You just have to be ready for anything these days...here's a story I found interesting from the RENNlist.com website:
I had very poor experience with "Bosch Remanufactured" alternators on a Mercedes I owned for many years. Two alternator failures in less than 40,000 miles was bad enough, but the third unit had a bearing noise right from the start.
I complained to the shop that sold them. When I threatened to complain to Bosch, the owner confessed that someone in a town named Sleepy Hollow (I am not making this up) rebuilt them in his basement. What he actually did was get them working again and clean them. He had evidently repaired an electrical failure on a ~300,000 mile unit, and that is why the bearing made noise.
The units came in brand new Bosch boxes with credible-looking instructions, evidently from new or Bosch-reman units the fellow had sold. I am afraid it is caveat emptor in the rebuilt parts business. There is a lot of money there, and anywhere there is money, the scams follow.
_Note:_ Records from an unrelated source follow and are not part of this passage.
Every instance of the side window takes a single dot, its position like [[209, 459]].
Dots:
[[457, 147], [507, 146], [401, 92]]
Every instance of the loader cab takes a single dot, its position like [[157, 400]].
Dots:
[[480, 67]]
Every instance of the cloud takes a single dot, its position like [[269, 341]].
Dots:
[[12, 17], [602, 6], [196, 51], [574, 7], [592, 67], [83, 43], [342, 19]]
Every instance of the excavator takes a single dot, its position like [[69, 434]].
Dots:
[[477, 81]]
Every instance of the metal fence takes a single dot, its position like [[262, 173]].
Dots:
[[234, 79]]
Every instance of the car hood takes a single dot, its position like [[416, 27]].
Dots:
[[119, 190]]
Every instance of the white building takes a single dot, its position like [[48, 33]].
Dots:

Even new parts can fail, so buy whatever from a reputable place. If you do not trust rebuilts, go and purchase a brand new one from a Mercedes dealer. If that is too expensive, the independent shops that service the high-end makes will tell you where to get it done. Far too often, however, people balk at the price of quality work, and then seek out the least costly alternative and shop by price alone, not warranty or service. And that is where the trouble begins!
I had the alternator replaced with a remanufactured unit in 1999, not a problem since. The starter was rebuilt locally too, but caused problems that we finally sorted out. May you just have good luck with the endeavor!
You also can, if buying something over the counter, inspect it right then and there: if you see things you don't like, get a different box. If that offers a marginal looking product, try a third. If you are not satisfied there, walk away.
Local places will not "remanufacture" but rather "rebuild" alternators. Aside from fixing the obvious broken parts, you can tell them what else to do. Maybe you have a Pagoda with 300K+ miles on it; new bearings might be in order. The only challenge you might find is if your alternator is totally trashed the cost to rebuild might exceed the cost of a reman unit. Let's hope you do not run into anything like that, but if a screw or foreign object got inside, it is trashed.